I tried to buy happiness with so many things, money included.

They say money can’t buy happiness. But did you ever try to buy it without money? 😉

Ha!

I tried to buy happiness with so many things, money included. True story.

I tried to buy happiness with work.

I got happiness with so many strings attached, I couldn’t enjoy a second of it because I was so busy untangling all those strings.

I tried to buy happiness with health.

This was a shady transaction. I got depression, the opposite of happiness. Depression is so damn expensive I quickly ran out of health but found I got addicted to the void. The withdrawal was an excruciatingly boring isolation in numbness.

I tried to buy happiness with love.

I got happiness but alas, I am not a being of infinite love, I put a higher price on my love than what the happiness factory was offering. Negotiation bore no fruit, but I found out I can make my own brew of happiness out of love. Who knew.

I tried to buy happiness with time.

Worst idea ever. I became a resource. That’s what the happiness factories use for the happiness of some, the time of others. My time became a raw material, no added value. I felt like Russia, important but with an economy the size of Italy. It sucked. I quit. Being. Russia.

I tried to buy happiness with patience.

Patience did buy me joy. Joy is the next best thing, when you can’t afford happiness or when your happiness is unachieveable. In no way I could trade neither patience for happiness, nor joy for happiness. In fact I found that the joyful are no longer customers of the happiness factories because they don’t make the plus sizes of happiness that fit a joy filled soul.

I tried to buy happiness with detachment.

Detachment once bought me a ticket for a visit inside the happiness factory and witnessed the illusion.

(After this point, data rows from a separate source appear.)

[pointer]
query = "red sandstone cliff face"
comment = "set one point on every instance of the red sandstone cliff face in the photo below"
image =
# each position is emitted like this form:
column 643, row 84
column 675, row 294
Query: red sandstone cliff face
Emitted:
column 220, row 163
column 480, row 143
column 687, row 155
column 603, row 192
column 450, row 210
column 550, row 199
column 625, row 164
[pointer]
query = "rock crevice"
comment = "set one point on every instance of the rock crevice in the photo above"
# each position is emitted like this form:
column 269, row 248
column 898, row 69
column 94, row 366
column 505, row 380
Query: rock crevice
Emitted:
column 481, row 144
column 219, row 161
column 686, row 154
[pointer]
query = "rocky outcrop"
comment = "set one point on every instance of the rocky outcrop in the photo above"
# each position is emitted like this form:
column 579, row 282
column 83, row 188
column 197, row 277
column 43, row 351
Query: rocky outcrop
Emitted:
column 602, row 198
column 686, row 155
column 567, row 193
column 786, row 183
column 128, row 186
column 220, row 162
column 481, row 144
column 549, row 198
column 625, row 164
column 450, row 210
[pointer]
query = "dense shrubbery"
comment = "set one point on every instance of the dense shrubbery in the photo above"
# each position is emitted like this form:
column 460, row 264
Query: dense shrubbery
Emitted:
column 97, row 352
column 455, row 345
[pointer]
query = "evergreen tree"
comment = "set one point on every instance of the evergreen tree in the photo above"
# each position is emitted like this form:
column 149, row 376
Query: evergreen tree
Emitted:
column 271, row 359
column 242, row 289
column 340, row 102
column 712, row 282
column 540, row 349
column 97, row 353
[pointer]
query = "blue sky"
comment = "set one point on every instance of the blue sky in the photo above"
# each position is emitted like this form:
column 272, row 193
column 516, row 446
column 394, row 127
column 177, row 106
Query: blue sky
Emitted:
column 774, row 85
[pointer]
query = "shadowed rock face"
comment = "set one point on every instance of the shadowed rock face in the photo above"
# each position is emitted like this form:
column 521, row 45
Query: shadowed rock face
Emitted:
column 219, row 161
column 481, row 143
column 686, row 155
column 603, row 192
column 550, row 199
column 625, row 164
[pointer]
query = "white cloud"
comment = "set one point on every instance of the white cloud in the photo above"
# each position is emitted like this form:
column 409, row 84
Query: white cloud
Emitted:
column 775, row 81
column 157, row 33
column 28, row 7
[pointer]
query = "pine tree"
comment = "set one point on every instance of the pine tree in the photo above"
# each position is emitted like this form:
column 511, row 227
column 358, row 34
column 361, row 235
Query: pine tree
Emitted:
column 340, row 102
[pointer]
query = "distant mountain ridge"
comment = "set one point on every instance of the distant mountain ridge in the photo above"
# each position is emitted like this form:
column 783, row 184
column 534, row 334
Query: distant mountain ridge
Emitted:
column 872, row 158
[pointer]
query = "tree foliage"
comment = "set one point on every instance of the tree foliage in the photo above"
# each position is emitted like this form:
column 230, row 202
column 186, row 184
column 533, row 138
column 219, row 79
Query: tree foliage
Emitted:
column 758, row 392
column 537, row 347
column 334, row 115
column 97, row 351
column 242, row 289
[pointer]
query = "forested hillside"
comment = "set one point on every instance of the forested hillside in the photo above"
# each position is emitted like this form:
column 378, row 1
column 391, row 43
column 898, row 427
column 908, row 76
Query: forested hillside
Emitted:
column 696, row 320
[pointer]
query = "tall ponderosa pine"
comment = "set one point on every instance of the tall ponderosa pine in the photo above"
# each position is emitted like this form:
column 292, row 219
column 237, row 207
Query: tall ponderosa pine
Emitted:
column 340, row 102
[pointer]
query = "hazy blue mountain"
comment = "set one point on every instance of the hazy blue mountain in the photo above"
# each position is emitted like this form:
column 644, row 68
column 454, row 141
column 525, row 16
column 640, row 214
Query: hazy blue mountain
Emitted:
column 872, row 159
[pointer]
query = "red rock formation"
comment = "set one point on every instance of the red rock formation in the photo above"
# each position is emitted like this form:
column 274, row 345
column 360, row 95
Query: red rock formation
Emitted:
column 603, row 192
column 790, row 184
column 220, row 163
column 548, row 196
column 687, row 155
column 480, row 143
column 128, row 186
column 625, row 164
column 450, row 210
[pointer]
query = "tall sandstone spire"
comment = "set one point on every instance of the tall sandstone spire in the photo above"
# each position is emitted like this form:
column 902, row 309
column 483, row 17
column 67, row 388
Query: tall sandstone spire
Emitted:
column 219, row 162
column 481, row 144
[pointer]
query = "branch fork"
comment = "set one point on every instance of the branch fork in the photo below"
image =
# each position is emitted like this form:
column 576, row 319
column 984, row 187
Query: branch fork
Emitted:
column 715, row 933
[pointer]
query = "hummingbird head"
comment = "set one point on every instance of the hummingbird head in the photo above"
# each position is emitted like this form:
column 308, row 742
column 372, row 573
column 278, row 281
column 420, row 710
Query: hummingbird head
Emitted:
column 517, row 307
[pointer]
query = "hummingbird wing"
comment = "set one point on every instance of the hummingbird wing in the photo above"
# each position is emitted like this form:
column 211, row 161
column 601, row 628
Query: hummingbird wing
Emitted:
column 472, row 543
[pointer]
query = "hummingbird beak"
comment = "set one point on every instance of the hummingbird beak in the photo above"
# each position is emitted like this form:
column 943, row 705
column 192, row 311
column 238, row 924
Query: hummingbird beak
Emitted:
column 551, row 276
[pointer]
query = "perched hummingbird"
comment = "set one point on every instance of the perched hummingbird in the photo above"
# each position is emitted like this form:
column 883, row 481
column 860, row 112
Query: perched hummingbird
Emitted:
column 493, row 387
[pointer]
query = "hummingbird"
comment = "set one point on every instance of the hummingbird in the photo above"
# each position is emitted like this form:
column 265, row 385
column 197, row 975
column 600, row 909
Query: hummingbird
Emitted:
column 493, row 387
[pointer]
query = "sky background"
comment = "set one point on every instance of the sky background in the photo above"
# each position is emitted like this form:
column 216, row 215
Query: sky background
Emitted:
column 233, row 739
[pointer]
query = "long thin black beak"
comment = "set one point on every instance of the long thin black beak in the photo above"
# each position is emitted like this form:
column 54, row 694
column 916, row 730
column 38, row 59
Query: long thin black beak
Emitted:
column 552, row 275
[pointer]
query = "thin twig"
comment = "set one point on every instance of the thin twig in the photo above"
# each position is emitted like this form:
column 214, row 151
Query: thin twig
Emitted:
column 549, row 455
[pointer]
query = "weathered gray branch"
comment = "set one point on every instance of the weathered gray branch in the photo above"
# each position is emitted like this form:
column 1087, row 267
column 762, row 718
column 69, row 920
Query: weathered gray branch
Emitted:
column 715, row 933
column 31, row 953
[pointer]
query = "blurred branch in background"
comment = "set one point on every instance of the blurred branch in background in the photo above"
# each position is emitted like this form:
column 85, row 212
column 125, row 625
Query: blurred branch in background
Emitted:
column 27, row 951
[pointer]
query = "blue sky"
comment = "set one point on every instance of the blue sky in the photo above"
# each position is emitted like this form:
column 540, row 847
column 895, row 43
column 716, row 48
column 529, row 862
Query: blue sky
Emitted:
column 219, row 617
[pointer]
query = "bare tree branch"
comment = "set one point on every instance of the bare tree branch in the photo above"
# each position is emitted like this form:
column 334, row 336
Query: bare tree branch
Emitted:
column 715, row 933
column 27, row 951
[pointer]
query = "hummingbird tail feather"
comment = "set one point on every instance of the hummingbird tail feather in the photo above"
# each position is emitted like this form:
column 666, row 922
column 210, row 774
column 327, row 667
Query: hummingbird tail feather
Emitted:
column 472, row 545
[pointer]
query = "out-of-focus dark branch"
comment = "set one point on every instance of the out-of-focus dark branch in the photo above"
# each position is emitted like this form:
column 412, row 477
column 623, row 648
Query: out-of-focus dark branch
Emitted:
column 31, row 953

I lost my detachment and found my disillusion.

I tried to buy happiness with money.

Money bought a lot of pleasure and fleeting instantaneous happiness. The problem was that it was a monthly fee. Actually a daily fee and in the terms and conditions it said that when the money runs out you automatically get enrolled in the free offering of constant stress.

I tried to buy happiness with faith.

They didn’t deliver so I wasted my faith.

I tried to buy happiness with reason.

The bodyguards kicked me out of the store, while the staff yelled behind me that they have the right to select their clientelle. There was indeed a fine print I didn’t notice in the education society gave me.